J.M. Keynes Letter Signed.

Autograph Letter Signed By J.M. Keynes To "The Man Who Understood Keynes’ Mind More Than Any of His Contemporaries": Stockbroker and Close Friend Oswald Toynbee Falk

J.M. Keynes Letter Signed.

KEYNES, John Maynard [J.M.].

Item Number: 3757

St. Louis: St. Louis, 1917.

Autograph Letter Signed by J.M. Keynes To Oswald Toynbee Falk, a stockbroker and a close friend of Keynes. “[St Louis approaching New York] 11 Sept 1917. My dear Falk, I have had the enclosed letter from Herbert Samuel and have promised to do my best to secure such an article as he indicates. Will you try your hand? I should be very grateful if you would. I suspect that in your usual way you will disclaim the competence. But I would undertake to be the judge of that. In any case you might perhaps fortify yourself with collective wisdom by getting your dining party to discuss it first. I am not sure it wouldn’t prove a very instructive topic. If so, perhaps I might bring Mr. Samuel as a guest? I expect to be back in England by the end of the first week of October. Sincerely yours J.M. Keynes.” Written on printed letterhead of the Royal Economic Society, Kings College, Cambridge (From Mr. J. M. Keynes, Editor of the Economic Journal). Housed in a custom half morocco clamshell box. Letters signed by Keynes seldom enter the marketplace.

Oswald Falk is regarded by Robert Skidelsky as the man who understood John Maynard Keynes’ mind more than any of his contemporaries. He argues that it was Falk who gave Keynes’ his superb understanding of the unruly financial mechanism of capitalism? which distinguished his work from that of his contemporaries (Skidelsky, 1992, 25). The London stockbroker, Nicholas Davenport, recalled that Falk spent a lot of time with Keynes speculating in currency and commodity deals.
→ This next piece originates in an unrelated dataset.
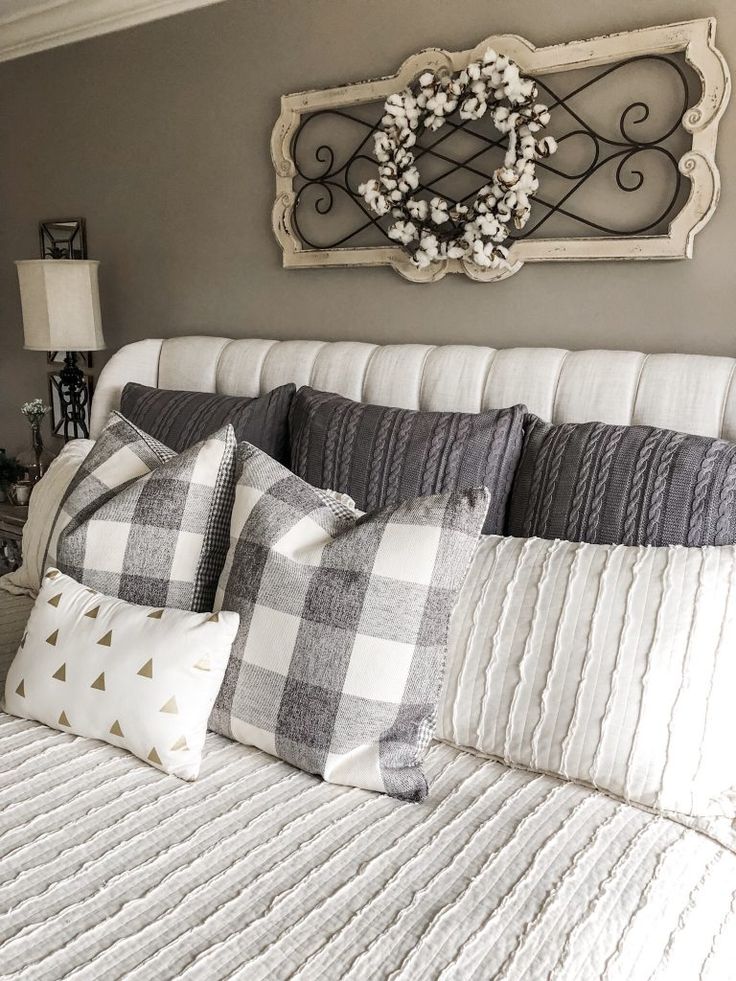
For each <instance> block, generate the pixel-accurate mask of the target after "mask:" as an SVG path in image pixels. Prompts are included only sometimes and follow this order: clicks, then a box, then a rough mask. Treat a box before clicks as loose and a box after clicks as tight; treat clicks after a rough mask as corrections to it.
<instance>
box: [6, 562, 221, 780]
mask: <svg viewBox="0 0 736 981" xmlns="http://www.w3.org/2000/svg"><path fill="white" fill-rule="evenodd" d="M239 619H240V618H239V616H238V614H237V613H218V614H214V613H190V612H189V611H185V610H174V609H155V608H153V607H150V606H149V607H146V606H134V605H133V604H132V603H126V602H125V601H124V600H120V599H114V598H112V597H109V596H103V595H102V594H101V593H97V592H95V590H93V589H89V588H88V587H85V586H81V585H80V584H79V583H77V582H75V580H74V579H71V578H69V576H65V575H63V573H61V572H59V571H58V570H57V569H50V570H49V571H48V572H47V573H46V576H45V577H44V579H43V583H42V586H41V590H40V592H39V594H38V598H37V599H36V602H35V604H34V607H33V609H32V611H31V616H30V619H29V621H28V627H27V629H26V633H25V635H24V637H23V640H22V642H21V645H20V649H19V650H18V653H17V654H16V656H15V659H14V660H13V663H12V664H11V666H10V670H9V672H8V677H7V680H6V684H5V706H6V709H7V711H8V712H10V713H11V714H12V715H20V716H22V717H23V718H26V719H37V720H38V721H39V722H45V723H46V725H49V726H53V728H55V729H62V730H63V731H65V732H73V733H75V734H76V735H79V736H89V737H91V738H93V739H102V740H103V741H104V742H108V743H111V744H112V745H113V746H120V747H122V748H123V749H127V750H129V751H130V752H131V753H134V754H135V755H136V756H138V757H140V758H141V759H142V760H146V761H147V762H149V763H152V764H153V765H154V766H157V767H158V768H159V769H161V770H164V771H165V772H166V773H173V774H174V776H177V777H181V778H182V779H183V780H194V779H195V778H196V776H197V774H198V772H199V765H200V762H201V756H202V748H203V746H204V740H205V734H206V731H207V719H208V717H209V714H210V710H211V708H212V705H213V704H214V701H215V697H216V696H217V692H218V690H219V688H220V684H221V683H222V678H223V676H224V674H225V668H226V666H227V661H228V658H229V656H230V647H231V645H232V642H233V639H234V637H235V634H236V632H237V629H238V623H239Z"/></svg>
According to the economist Tommy Balogh who worked for Falk it was his mentor who gave Keynes the insights to develop his theory of liquidity preference by understanding the gilt-edged securities market. Skidelsky regretted that Falk, the most perceptive contemporary Keynes-watcher did not write a memoir of Keynes when perhaps he could have.